I don’t want to accumulate (which is what happens when I call backwards multiple time in the same computation graph). I want to extract the gradients for params wrt to loss
and use those gradients (call them dl_dw
) for later computations of J
and dJ_dw
. The way I’m doing it is not right because I can’t even call backward on J
because when I try to zero out the gradients before calling backward on J
pytorch halts on me due to illegal in-place operations.

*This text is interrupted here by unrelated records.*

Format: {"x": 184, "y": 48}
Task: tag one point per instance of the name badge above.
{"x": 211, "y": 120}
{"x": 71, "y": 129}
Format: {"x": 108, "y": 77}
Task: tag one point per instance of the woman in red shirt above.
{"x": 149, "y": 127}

However, I noticed that pytorch doesn’t allow me to do because it warns me about (not really (illegal)) in-place operations in my case. Is there a way to extract intermediate gradients without pytorch halting without my permission?
In case you need it, see new example code I cooked up for this
import torch
from torchviz import make_dot
x = torch.ones(10, requires_grad=True)
weights = {'x':x}
y = x**2
z = x**3
l = (x-2).sum()
l.backward()
g_x = x.grad
#g_x.requires_grad = True ## Adds it to the computation graph!

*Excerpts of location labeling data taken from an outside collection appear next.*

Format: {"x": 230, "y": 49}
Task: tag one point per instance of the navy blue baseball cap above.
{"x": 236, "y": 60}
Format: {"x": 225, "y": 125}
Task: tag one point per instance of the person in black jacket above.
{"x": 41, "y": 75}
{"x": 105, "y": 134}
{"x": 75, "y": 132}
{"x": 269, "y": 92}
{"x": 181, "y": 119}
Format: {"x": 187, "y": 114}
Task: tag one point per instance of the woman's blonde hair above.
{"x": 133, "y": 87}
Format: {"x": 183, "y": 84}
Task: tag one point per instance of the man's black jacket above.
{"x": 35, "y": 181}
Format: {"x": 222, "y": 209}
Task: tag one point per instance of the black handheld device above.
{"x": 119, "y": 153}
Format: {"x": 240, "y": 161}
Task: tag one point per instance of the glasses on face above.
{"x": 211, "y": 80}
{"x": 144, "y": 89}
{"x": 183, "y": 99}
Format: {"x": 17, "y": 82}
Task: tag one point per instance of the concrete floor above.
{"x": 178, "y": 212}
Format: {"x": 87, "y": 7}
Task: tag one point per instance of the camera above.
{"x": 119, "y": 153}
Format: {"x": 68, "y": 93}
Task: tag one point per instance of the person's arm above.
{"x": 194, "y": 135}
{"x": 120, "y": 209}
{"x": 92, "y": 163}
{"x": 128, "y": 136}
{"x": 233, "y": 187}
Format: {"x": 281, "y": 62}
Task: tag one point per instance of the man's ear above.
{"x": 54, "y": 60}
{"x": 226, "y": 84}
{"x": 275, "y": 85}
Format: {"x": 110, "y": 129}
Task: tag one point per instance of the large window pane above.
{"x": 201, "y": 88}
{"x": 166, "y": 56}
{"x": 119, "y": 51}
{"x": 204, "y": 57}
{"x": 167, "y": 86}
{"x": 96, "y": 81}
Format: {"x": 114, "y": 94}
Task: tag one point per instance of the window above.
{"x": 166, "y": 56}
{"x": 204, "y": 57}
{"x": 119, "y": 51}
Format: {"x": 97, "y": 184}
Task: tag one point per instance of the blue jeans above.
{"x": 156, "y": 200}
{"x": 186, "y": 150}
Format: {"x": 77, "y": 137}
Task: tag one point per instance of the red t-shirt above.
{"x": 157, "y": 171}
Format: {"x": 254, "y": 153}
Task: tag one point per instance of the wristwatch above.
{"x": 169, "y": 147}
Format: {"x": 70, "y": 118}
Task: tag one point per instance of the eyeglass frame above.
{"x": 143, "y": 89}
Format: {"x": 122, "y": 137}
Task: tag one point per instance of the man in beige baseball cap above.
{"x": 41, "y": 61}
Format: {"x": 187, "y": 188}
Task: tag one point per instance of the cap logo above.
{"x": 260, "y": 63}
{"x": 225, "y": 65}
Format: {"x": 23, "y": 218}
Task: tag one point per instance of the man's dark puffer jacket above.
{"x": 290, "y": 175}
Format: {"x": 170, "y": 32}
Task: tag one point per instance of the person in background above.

print(f'g_x = x.grad = {x.grad}\n')
x.zero_()
#weights['g_x'] = g_x
#print(f'weights = {weights}\n')
J = (y + z + g_x).sum()
J.backward()
print(f'g_x = x.grad = {x.grad}\n')
make_dot(J,params=weights)
Error:
---------------------------------------------------------------------------
RuntimeError Traceback (most recent call last)
<ipython-input-27-c4086df8154e> in <module>
20 print(f'g_x = x.grad = {x.grad}\n')
21
---> 22 x.zero_()
23
24 #weights['g_x'] = g_x
RuntimeError: a leaf Variable that requires grad has been used in an in-place operation.